One thing that Messer and other educators kept hearing over and over again was the lack of soft skills and the work ethic of high school graduates.
Soft skills run the gamut from interacting with others to showing up to work on time.
As such, be.tech programs “fire” students from opportunities to make extra money through school functions such as catering events where students get paid if they don’t show up on time.

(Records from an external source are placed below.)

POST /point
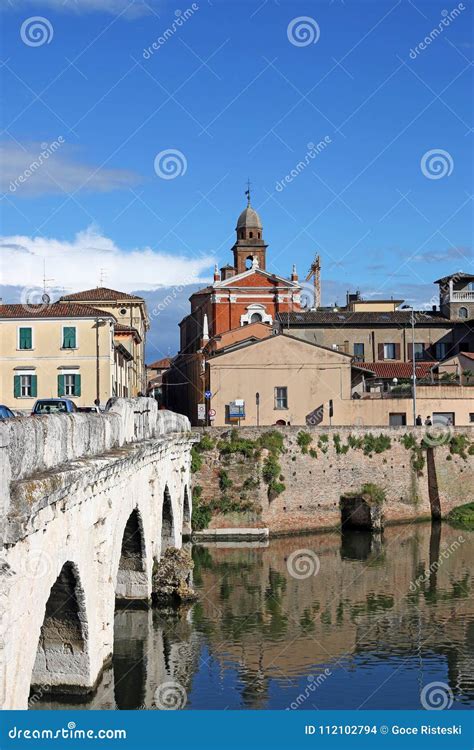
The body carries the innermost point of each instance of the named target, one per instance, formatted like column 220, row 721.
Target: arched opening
column 62, row 662
column 167, row 522
column 186, row 513
column 132, row 582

In other instances they aren’t allowed to work on a particular project if they show up late on a given day.
Messer said it has been an effective way to drive home the importance of such soft skills.
“Its better they get ‘fired’ when they are going to school than when they are on a job,” Messer noted.
Messer said the stats regarding what graduates do after leaving Manteca Unified plus input from business prompted district educators to rethink the direction of high school education.
“Let’s do education differently,” is what Messer said the consensus was.
The school board will review the California Career Pathways Trust Grant and the proposal to have Manteca Unified serve as the lead agency for the regional consortium when they meet Tuesday at 7 p.m. at the district office.